[comp.lang.forth] Forth Compilation

ews00461@uxa.cso.uiuc.edu (08/01/89)

I posted this question a while ago, and not even "jax" responded, so
I'll try it again...

I've seen Forth systems that generate object code.  How is usually done ?
Inline code ?  Lots of jsr (subroutine calls) ?  Are they simply using
the dictionary as a "symbol table" ?

I'm interested in any discussion at all on this, if you don't know how
it IS done, how would you do it ?

It seems to me that storing assembler mneumonics for each dictionary
word and simply generating inline code would work, but I'm sure there
are other algortihms.  Also, some flexibility is necessary I'm sure
because pure inline expansion of all words would yield HUGE code.

Any ideas ?

Eric W Sink
ews00461@uxa.cso.uiuc.edu

wmb@SUN.COM (Mitch Bradley) (08/02/89)

How people do inline code expansion:

a) First of all, the basic mechanism is to compile a "jsr" or "bsr" or
   "call" (or whatever) instruction for each Forth word called by a
   definition.

   In and of itself, this is usually a lose, because on most machines
   it takes up more space than threaded code, plus it is likely to be
   slower because most machines push a return address on the memory
   stack for each "jsr" and pop it on the return.

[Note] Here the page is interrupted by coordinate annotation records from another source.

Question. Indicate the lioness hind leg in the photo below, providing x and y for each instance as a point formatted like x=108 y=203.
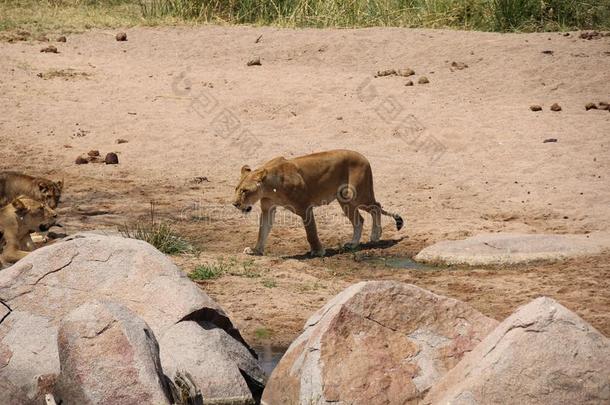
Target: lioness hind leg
x=375 y=212
x=357 y=221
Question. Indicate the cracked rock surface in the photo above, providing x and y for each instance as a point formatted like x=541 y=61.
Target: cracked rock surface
x=376 y=342
x=513 y=248
x=108 y=355
x=541 y=354
x=40 y=290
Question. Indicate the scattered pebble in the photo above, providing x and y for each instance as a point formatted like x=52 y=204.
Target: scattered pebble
x=254 y=62
x=49 y=49
x=405 y=72
x=458 y=65
x=111 y=159
x=590 y=106
x=387 y=72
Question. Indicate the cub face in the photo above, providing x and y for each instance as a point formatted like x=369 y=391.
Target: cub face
x=33 y=215
x=249 y=190
x=50 y=191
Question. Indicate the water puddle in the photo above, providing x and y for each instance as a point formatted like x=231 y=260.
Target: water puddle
x=396 y=262
x=269 y=356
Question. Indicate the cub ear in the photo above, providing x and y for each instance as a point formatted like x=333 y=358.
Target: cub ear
x=260 y=176
x=20 y=208
x=43 y=187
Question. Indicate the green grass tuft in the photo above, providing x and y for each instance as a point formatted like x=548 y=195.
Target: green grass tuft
x=160 y=235
x=208 y=271
x=486 y=15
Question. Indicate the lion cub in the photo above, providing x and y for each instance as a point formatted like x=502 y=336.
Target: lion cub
x=13 y=184
x=17 y=220
x=302 y=183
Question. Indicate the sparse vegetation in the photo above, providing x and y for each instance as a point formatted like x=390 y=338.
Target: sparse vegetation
x=208 y=271
x=486 y=15
x=160 y=235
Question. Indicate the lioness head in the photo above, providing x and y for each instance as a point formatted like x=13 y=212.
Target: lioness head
x=33 y=215
x=50 y=191
x=249 y=190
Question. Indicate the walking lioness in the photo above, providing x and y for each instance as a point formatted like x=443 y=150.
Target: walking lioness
x=305 y=182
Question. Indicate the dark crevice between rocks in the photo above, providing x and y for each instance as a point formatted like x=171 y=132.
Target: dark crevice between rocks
x=205 y=315
x=8 y=313
x=255 y=387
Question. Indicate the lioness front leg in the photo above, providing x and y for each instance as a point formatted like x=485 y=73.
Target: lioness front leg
x=312 y=233
x=265 y=224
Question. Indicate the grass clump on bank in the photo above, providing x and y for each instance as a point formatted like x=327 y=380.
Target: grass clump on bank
x=160 y=235
x=486 y=15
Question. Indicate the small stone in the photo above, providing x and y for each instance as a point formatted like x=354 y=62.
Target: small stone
x=405 y=72
x=254 y=62
x=49 y=49
x=590 y=106
x=387 y=72
x=111 y=159
x=458 y=65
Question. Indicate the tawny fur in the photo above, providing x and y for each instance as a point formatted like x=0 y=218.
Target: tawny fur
x=17 y=220
x=13 y=184
x=302 y=183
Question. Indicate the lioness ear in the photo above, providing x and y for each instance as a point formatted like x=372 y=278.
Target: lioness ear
x=261 y=175
x=20 y=208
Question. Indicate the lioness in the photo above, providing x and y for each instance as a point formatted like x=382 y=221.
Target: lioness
x=13 y=184
x=305 y=182
x=17 y=220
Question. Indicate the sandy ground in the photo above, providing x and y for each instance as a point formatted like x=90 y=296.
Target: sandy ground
x=457 y=156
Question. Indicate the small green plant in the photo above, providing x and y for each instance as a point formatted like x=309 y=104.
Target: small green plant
x=208 y=271
x=160 y=235
x=269 y=283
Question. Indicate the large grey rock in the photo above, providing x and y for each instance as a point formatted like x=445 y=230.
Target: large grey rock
x=54 y=280
x=376 y=342
x=541 y=354
x=108 y=356
x=512 y=248
x=205 y=352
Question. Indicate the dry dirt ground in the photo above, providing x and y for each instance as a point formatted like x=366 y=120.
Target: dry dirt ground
x=460 y=155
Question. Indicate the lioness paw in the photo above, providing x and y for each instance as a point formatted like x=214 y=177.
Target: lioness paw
x=252 y=252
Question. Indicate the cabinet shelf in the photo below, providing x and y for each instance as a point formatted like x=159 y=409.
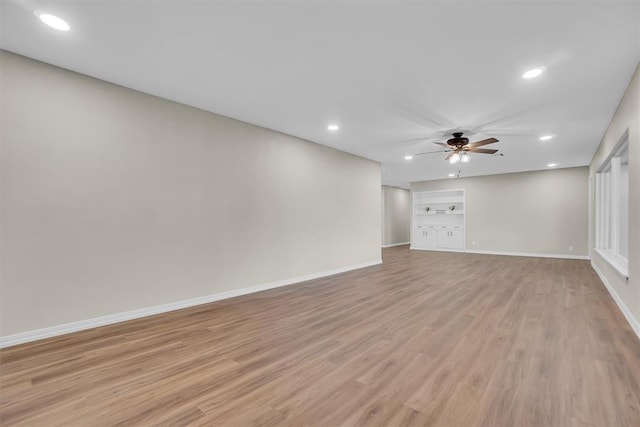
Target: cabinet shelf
x=440 y=228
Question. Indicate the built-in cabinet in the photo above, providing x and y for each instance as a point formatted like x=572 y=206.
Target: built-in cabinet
x=438 y=220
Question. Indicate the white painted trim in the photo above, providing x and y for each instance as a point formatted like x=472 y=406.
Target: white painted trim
x=633 y=322
x=395 y=244
x=437 y=249
x=529 y=254
x=67 y=328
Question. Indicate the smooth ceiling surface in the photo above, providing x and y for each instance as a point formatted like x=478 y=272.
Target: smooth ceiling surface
x=386 y=72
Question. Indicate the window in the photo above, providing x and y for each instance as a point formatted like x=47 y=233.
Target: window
x=612 y=209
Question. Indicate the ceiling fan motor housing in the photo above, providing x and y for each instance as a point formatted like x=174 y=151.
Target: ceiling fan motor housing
x=458 y=140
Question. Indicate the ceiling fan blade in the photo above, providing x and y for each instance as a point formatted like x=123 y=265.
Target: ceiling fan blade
x=482 y=151
x=432 y=152
x=483 y=142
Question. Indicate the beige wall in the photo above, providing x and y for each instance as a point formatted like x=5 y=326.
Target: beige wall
x=542 y=212
x=626 y=117
x=396 y=215
x=114 y=200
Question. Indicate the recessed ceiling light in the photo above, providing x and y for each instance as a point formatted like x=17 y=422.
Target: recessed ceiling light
x=53 y=21
x=533 y=73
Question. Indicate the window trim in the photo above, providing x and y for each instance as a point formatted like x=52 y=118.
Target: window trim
x=607 y=205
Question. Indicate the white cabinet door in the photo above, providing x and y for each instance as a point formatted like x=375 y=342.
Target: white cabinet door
x=450 y=239
x=424 y=237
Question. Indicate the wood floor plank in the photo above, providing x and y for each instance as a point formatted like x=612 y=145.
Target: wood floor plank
x=427 y=338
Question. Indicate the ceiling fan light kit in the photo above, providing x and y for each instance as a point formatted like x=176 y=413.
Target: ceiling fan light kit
x=459 y=148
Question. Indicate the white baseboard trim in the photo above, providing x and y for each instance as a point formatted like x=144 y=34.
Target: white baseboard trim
x=395 y=244
x=67 y=328
x=633 y=322
x=529 y=254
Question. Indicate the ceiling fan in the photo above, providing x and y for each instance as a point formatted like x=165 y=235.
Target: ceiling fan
x=459 y=146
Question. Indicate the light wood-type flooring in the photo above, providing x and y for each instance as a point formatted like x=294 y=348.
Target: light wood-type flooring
x=427 y=338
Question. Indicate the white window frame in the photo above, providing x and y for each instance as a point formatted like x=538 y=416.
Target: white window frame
x=608 y=209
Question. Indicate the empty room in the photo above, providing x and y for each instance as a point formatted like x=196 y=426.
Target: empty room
x=320 y=213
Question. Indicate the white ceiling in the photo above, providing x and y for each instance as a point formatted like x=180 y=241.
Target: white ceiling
x=386 y=71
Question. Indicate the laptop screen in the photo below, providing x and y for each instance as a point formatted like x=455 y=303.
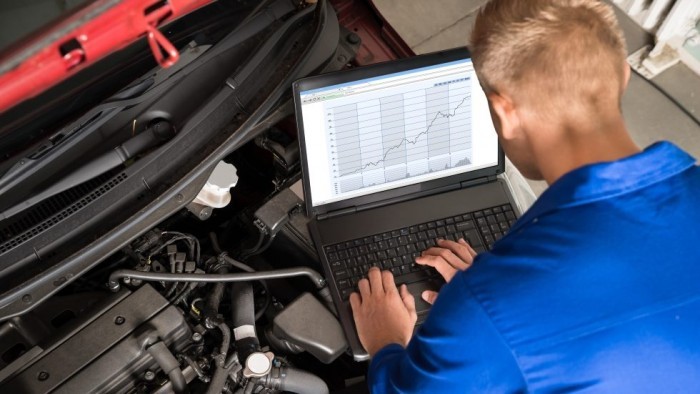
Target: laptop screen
x=371 y=135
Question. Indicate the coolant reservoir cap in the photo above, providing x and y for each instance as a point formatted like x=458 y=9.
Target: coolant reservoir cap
x=215 y=192
x=258 y=364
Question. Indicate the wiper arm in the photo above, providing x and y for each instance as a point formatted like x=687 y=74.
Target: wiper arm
x=156 y=134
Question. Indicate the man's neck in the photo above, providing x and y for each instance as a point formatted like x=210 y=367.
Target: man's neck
x=572 y=146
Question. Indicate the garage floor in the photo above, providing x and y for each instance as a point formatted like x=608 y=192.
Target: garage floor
x=428 y=26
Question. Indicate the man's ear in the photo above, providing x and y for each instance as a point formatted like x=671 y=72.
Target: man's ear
x=504 y=116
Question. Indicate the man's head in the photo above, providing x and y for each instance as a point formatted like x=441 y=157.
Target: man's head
x=547 y=62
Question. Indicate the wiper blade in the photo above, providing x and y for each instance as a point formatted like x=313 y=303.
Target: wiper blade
x=154 y=135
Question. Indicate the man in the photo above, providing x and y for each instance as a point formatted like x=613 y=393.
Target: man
x=597 y=286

   However, it opens the door to in-line compilation, which can be a
   big win:

b) Some words are marked with an "in-line" bit.  When the compiler
   encounters those words, instead of compiling the "jsr", it copies
   the machine code for that word into the new definition.  Often these
   in-line code sequences are only a few bytes long, so the code expansion
   is minimal.  Longer words are usually not worth expanding in-line
   anyway, since their call/return overhead is amortized over a greater
   amount of actual work.

c) The compiler can do peephole optimization as it compiles the in-line
   code.  For instance, if one word ends with, e.g. PUSH A0  and the
   next word begins with, e.g. POP A0, the compiler could just erase
   both instructions.  More sophisticated optimizations are of course
   possible.

d) The "in-line" words generally have surrogate versions which can be
   "ticked" and executed in the normal interactive way.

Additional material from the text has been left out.